Outro sinal de alerta: conflitos e discussões. E a frequência, intensidade e impacto das discussões. É diferente discutir com o namorado por um ciuminho ou ficar semanas a carburar numa discussão. E questões de sexualidade. 

O seu livro tem histórias de sete casais fictícios. Quais são os traços comuns aos 250 casais com quem fez terapia?
Não tinha um número fixo, quando comecei a escrever, estes sete casais são uma síntese desses 250. Claro que há grandes temas. Também já tratei coisas que só vi num casal específico. Casais de adultos muito mais velhos, com 80 ou 90, com grandes zangas familiares não se apanham muito. São mesmo muito específicos.

As sete histórias de casais são as que tive tempo de escrever. Tomaram uma vida própria e comecei a vê-los com muita clareza. Estão ali os principais temas.

Organizei de uma forma etária: adolescentes com uma grande precariedade económica. Uma mulher afrodescendente criada numa família branca que se começa a questionar sobre uma data de coisas do Portugal descobridor, e em que o casal começa a confrontar-se com isso. Aí tem também uma questão de depressão. Outros são Diana e David, um casal muito comum. São todos muito organizadinhos. Nasce um bebé e não é nada assim. A deceção dela é life changing [muda a vida]. Eles [homens] sentem-se muito incompetentes e há até uma incompetência estratégica. Há um casal de famílias reconstituídas - os meus, os teus e os nossos filhos, como é chegar a uma relação nova? Temos a Anita e o Alex, que estão em monogamias consensuais, em que as pessoas acordam estar juntas. Um casal de homens que não consegue discutir bem, perdem logo a cabeça, é do mais comum que há. Aqui, há uma questão com o VIH. As pessoas com VIH têm uma esperança de vida igual a outras, mas o estigma não desapareceu. 

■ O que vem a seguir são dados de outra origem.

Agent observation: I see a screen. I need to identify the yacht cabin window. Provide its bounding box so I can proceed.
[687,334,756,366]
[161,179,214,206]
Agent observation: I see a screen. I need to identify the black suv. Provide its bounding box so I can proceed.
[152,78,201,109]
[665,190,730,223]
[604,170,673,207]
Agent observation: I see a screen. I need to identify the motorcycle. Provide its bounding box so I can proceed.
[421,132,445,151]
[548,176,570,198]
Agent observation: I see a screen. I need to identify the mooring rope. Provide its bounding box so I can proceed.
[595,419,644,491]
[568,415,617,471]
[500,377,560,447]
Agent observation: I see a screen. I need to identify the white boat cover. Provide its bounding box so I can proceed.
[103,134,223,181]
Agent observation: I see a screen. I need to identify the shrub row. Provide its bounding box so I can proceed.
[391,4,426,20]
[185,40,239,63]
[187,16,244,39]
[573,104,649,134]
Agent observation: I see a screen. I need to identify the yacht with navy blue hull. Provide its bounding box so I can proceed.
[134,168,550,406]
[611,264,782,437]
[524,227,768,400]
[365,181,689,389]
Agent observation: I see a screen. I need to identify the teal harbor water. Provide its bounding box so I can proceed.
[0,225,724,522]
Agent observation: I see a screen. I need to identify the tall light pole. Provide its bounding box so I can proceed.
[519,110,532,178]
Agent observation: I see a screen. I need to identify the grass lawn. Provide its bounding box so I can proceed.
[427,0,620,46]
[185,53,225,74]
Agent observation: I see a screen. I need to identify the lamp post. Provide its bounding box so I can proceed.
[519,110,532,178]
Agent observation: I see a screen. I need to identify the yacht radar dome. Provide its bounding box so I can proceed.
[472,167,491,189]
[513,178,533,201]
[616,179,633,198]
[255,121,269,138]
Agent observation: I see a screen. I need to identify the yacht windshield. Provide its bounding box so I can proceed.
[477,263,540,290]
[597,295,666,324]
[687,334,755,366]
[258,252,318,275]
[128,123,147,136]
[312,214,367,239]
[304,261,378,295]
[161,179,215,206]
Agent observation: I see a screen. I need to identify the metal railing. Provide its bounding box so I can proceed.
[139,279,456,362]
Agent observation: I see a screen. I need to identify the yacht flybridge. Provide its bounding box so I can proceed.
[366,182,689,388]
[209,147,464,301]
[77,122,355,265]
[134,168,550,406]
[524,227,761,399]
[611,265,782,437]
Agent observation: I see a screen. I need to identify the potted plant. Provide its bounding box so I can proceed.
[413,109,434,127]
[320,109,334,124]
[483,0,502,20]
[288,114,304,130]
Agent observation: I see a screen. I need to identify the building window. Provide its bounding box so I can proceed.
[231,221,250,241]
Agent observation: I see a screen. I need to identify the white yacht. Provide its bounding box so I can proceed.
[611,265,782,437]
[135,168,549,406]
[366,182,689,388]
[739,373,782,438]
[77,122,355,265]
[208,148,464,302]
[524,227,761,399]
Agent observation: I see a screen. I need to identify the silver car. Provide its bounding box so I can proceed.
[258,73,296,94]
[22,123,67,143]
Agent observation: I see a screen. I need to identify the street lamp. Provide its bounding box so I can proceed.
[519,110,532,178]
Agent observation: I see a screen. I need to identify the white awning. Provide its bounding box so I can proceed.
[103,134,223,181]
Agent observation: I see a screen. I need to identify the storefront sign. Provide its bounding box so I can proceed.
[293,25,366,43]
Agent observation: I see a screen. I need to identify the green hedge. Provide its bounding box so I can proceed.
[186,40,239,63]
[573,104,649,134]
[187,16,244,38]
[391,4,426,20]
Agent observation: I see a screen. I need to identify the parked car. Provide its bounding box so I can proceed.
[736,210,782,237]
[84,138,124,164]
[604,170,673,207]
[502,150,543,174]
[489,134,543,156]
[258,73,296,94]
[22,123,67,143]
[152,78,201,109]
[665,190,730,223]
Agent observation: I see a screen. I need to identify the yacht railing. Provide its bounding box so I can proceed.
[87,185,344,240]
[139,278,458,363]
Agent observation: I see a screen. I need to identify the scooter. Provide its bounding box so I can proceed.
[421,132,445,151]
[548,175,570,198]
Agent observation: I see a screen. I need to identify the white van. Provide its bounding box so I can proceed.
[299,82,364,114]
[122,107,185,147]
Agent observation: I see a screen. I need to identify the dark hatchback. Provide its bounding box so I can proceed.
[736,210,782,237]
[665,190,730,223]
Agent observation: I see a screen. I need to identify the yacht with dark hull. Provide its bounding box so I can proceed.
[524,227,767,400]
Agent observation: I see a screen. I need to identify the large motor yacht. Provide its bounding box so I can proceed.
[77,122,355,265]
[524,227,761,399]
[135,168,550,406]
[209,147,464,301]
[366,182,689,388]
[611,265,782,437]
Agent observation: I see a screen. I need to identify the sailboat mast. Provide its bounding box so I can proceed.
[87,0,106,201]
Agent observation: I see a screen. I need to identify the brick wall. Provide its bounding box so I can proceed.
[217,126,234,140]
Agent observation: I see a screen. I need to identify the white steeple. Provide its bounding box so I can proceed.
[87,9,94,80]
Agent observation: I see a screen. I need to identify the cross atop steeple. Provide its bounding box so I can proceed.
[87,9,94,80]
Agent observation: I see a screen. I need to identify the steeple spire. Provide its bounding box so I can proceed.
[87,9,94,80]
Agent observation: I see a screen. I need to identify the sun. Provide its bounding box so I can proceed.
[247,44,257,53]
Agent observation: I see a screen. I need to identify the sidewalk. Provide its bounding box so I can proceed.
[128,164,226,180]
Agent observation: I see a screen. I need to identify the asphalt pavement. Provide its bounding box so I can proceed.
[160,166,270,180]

E o livro acaba mal, no caso da Nazaré e do Nicolau, em que há uma grande traição. Infidelidade e traições são muito comuns, e dependem de casal para casal, de como negoceiam o que é infidelidade. Neste caso, é o envolvimento com várias pessoas ao longo de vários meses. As pessoas podem não ter essa ideia, mas em terapia de casal fazemos muitos divórcios. Ajudamos a fazer muitos divórcios.